BlueGene/LBlueGene/L retained its number one ranking on the new Top500 list of the world’s fastest supercomputers at the international Supercomputing 2007 conference in Reno, Nevada. BlueGene/L clocked 478.2 teraFLOPS on LINPACK, the industry standard measure of high-performance computing. Recently expanded to accommodate the growing demand for high-performance systems able to run the most complex nuclear weapons science calculations, BlueGene/L now has a peak speed of 596 teraFLOPS.

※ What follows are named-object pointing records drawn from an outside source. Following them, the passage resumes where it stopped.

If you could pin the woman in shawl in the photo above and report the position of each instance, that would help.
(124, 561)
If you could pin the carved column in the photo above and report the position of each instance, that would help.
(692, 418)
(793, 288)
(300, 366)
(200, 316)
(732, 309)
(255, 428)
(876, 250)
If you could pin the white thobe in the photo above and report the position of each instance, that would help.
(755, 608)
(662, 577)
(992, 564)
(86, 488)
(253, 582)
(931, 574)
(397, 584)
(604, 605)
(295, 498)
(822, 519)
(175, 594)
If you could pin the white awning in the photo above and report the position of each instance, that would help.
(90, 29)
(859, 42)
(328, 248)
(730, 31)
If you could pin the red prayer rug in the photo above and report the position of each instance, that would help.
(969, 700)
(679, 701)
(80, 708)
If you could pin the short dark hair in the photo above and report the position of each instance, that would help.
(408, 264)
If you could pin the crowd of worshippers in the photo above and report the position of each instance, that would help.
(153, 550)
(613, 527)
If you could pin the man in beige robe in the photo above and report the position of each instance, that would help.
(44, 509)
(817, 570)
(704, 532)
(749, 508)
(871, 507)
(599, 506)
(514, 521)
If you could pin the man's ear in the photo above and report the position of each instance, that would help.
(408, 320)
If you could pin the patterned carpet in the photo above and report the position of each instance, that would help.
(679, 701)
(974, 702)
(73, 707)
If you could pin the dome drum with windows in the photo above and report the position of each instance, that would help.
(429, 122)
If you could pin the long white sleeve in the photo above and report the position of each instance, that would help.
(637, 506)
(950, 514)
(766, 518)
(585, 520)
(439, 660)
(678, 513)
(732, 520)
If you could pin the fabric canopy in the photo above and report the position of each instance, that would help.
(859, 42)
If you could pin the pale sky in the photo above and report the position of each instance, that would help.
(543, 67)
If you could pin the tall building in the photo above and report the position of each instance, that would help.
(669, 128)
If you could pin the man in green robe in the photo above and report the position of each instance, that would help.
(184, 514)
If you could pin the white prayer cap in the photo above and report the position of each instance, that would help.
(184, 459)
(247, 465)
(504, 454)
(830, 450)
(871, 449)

The NNSA BlueGene/L supercomputer housed at Lawrence Livermore National Laboratory was named the world’s fastest computer for a seventh straight time, according to the Top500 list released November 2007.

The BlueGene/L system was formerly housed in 64 cabinets arranged in eight rows. The new system is housed in 104 cabinets in 13 rows with an expanded node count of 106,496 (up from 65,536) and an expanded processor count of 212,992 (up from 131,072). The total memory of the system increased from 32 tebibytes to 68 tebibytes with the addition of nodes with twice the memory.

“Expanding the BlueGene/L system allows us to explore a new class of applications important to our mission and is an important step toward the predictive, fully integrated 3D weapons calculations vital to NNSA’s stockpile stewardship mission,” said Michel McCoy, head of the ASC Program at Lawrence Livermore National Laboratory.

The BlueGene/L upgrade, most notably the additional memory, allows scientists from the three nuclear weapons laboratories to develop and explore a broader set of applications than the single package weapons science oriented work that has been the mainstay of the machine in the past. For example, BlueGene/L had been used widely for materials science calculations such as assessing materials at extreme temperatures and pressures. Now it will be much easier to run more complex applications related to modeling integrated systems as opposed to focused exploration of one area of physics or chemistry.